[torqueusers] PBS_NODEFILE incomplete (entries for last(?) nodeonly)

Gus Correa gus at ldeo.columbia.edu
Mon Oct 11 11:10:09 MDT 2010


Gordon Wells wrote:
> Hi
> 
> The varies /etc/hosts, nodes, server_name and config files and seem to 
> be consistent. The nodes are indeed connected to the internet, could 
> that be problematic?

Hi Gordon

Yes, if the nodes are behind firewalls, or have some IP table setting 
restricting the connections.
A firewall may prevent torque and MPI from working.
Moreover, using the Internet addresses,
the network traffic may hurt performance (MPI, I/O, etc).

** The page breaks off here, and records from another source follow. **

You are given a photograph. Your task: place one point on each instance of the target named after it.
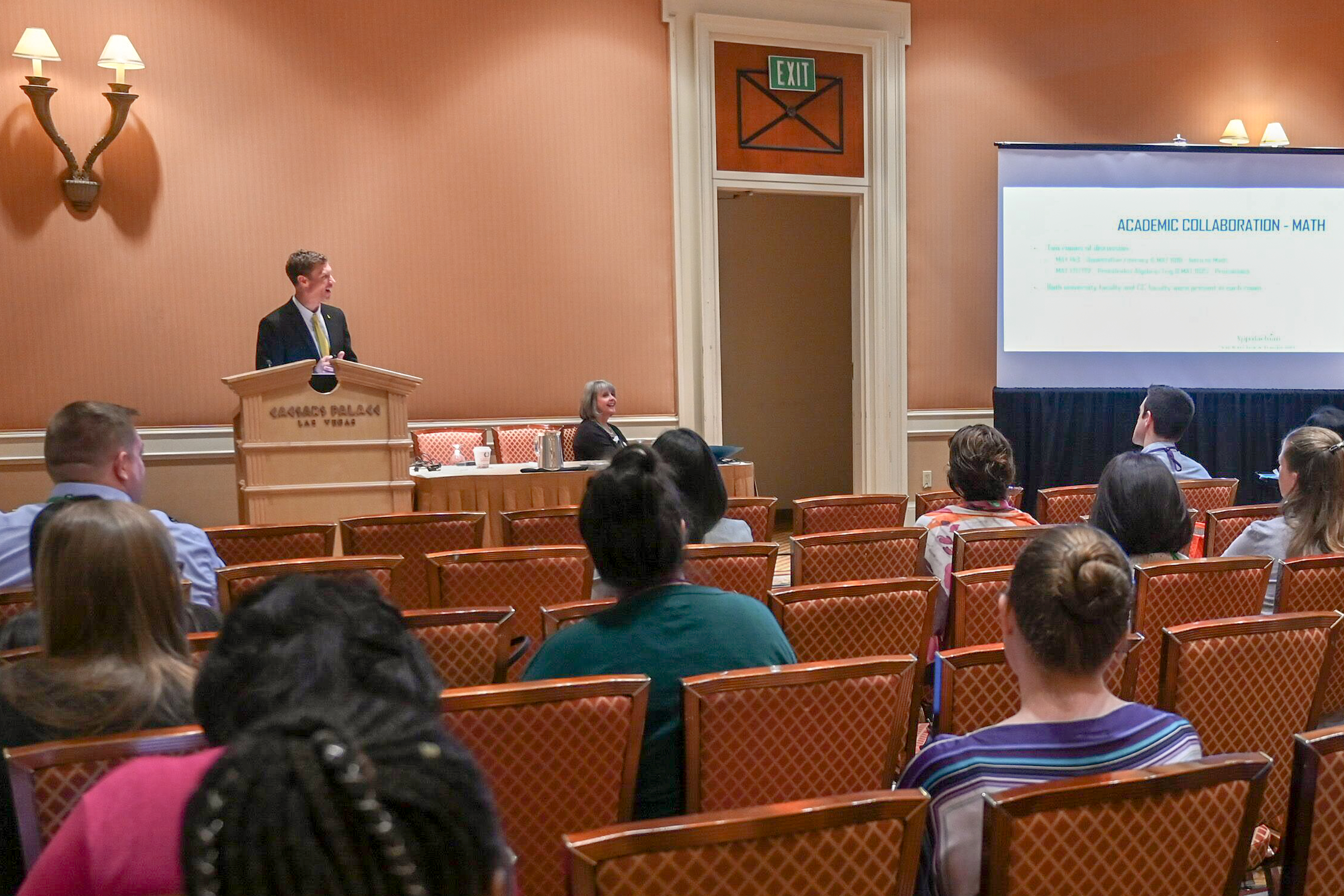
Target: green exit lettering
(792, 73)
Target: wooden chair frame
(318, 566)
(854, 537)
(26, 762)
(502, 617)
(510, 516)
(771, 507)
(525, 694)
(697, 688)
(803, 506)
(1003, 809)
(1308, 751)
(589, 848)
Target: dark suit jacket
(283, 336)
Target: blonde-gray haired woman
(597, 439)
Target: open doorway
(787, 334)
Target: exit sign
(793, 73)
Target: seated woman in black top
(597, 440)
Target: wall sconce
(80, 185)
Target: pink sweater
(124, 837)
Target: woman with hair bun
(663, 627)
(1064, 617)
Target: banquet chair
(1173, 829)
(238, 580)
(542, 526)
(1316, 585)
(1316, 816)
(858, 844)
(1226, 523)
(413, 537)
(467, 645)
(1065, 504)
(846, 512)
(525, 578)
(48, 780)
(757, 514)
(558, 756)
(238, 545)
(1173, 593)
(742, 569)
(858, 555)
(1279, 664)
(799, 731)
(517, 444)
(978, 687)
(931, 502)
(436, 445)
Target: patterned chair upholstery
(558, 756)
(1170, 829)
(1178, 592)
(808, 730)
(522, 578)
(1224, 526)
(744, 569)
(1316, 584)
(983, 549)
(237, 581)
(468, 647)
(975, 606)
(846, 512)
(240, 545)
(858, 846)
(756, 512)
(1277, 665)
(49, 780)
(544, 526)
(1065, 504)
(561, 616)
(931, 502)
(1209, 495)
(517, 444)
(859, 555)
(413, 537)
(1316, 816)
(437, 445)
(979, 688)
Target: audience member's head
(1140, 506)
(632, 522)
(1068, 602)
(364, 797)
(1311, 479)
(980, 465)
(697, 476)
(1164, 416)
(112, 624)
(96, 442)
(306, 639)
(1328, 417)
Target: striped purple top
(958, 772)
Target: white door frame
(880, 30)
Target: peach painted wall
(491, 181)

Here I (and most people) use a private subnet for this, say 192.168.1.0, 
or 10.1.1.0 either one with netmask 255.255.255.0, for this.
Sometimes two private subnets, one for cluster control and I/O,
another for MPI.
Typical server motherboards come with two onboard Ethernet ports,
but you can also plug in Gigabit Ethernet NICs on available motherboard 
slots.
You could buy a cat5e cables and new switch for this, or if your switch 
has VLAN capability and enough idle ports,
you can create a virtual subnet on it.

On each node you have to configure these new interfaces properly,
either through DHCP or statically (quite easy, put the IP
addresses and the netmask on
/etc/sysconfig/network-scripts/ifcfg-eth1, assuming eth1
is the private subnet interface ... oh well, this is for 
RHEL/CentOS/Fedora, it may somewhat
different in Debian/Ubuntu or SLES).

Then insert names for these interfaces and associated IPs on the 
/etc/hosts files (same on all nodes).
For instance:

192.168.1.1 node01
...

The same names should be also used in the ${TORQUE}/server_priv/nodes file.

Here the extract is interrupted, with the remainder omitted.